#3. Torturada.
Córdoba, Argentina. 23 de Julio del 2007
Segregado, con las sábanas pegadas en su piel, la respiración entrecortada y el corazón a punto de explotar, despierta Fausto de la pesadilla recurrente que lo acecha noche tras noche, invocando a su memoria los recuerdos de una turbulenta niñez. Aún conmocionado por la crudeza del sueño, cierra sus puños con fuerza y empieza a golpear de manera efusiva el respaldar de la cama. No obstante, se incorpora y decide inspeccionar las condiciones en que se encuentra su huésped.
Antes, se dirige a la cocina y llena una cubeta con agua fresca. Adiciona varios cubos de hielo para disminuir más la temperatura del líquido, recoge el recipiente de plástico por la manija y avanza hacia el sótano; lentamente destraba el pestillo y desciende los escalones, uno a uno, en absoluto silencio. Cuando llega al último peldaño hace una breve pausa, eleva la cabeza y descubre a la joven acurrucada en un rincón. Por un instante sospecha que podría tratarse de una trampa, así que con prudencia se aproxima hacia ella e interrumpe su andar muy cerca de su cuerpo.

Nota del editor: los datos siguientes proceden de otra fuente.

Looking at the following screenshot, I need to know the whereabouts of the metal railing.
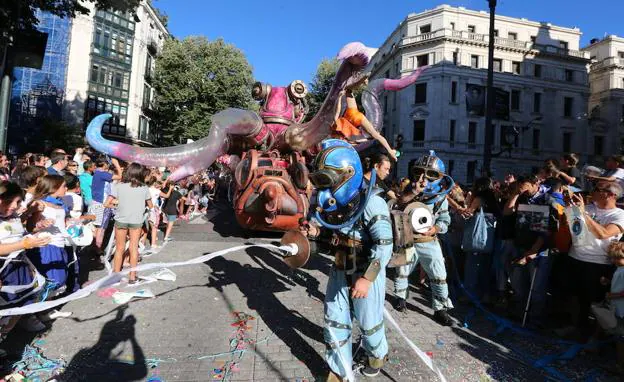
[401,29,589,58]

El estado de la dama es fatídico. Grandes ojeras circundan sus ojos vidriosos de tanto gimotear; su precedente cabellera dorada se aprecia deslucida y enmarañada de tierra. Su semblante evidencia un pronunciado deterioro como resultado de la inanición que padece desde hace tres días. Su único alimento se compone de los insectos que desfilan alrededor de sus lastimados dedos, apenas puede conservarse hidratada, remojando los labios en la orina que segrega a diario en el piso de hormigón.

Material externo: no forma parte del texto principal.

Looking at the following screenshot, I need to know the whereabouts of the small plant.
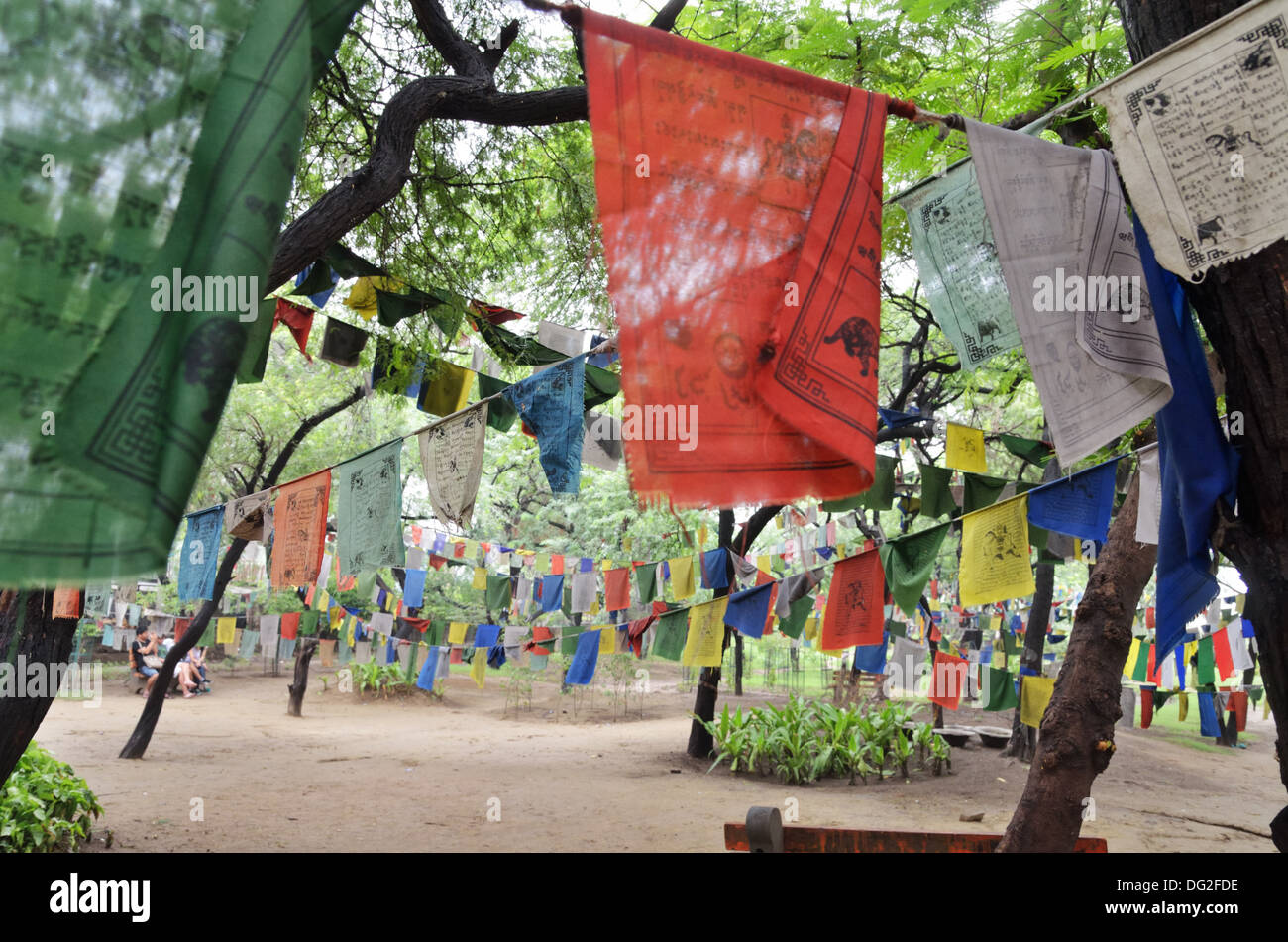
[0,743,103,852]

Con un rápido vistazo, Fausto verifica la seguridad de los grilletes y advierte cómo las manchas de sus articulaciones se ven guarnecidas de un tono violáceo. Las heridas de los dedos están ensangrentadas y los coágulos donde antes existían uñas, oscurecidos. Durante algunos segundos permanece rondando en torno a su víctima hasta que en un momento determinado eleva el recipiente plástico para verter su contenido encima de ella.
—Buen día, bella durmiente —dice con una sonrisa de media luna—. Ya es hora de despertar.
Lizbeth se sobresalta ante la acción de su captor y comienza a toser, luego de ingerir parte del líquido derramado sobre su cabeza.
—Desgraciado —expresa recuperándose de a poco—.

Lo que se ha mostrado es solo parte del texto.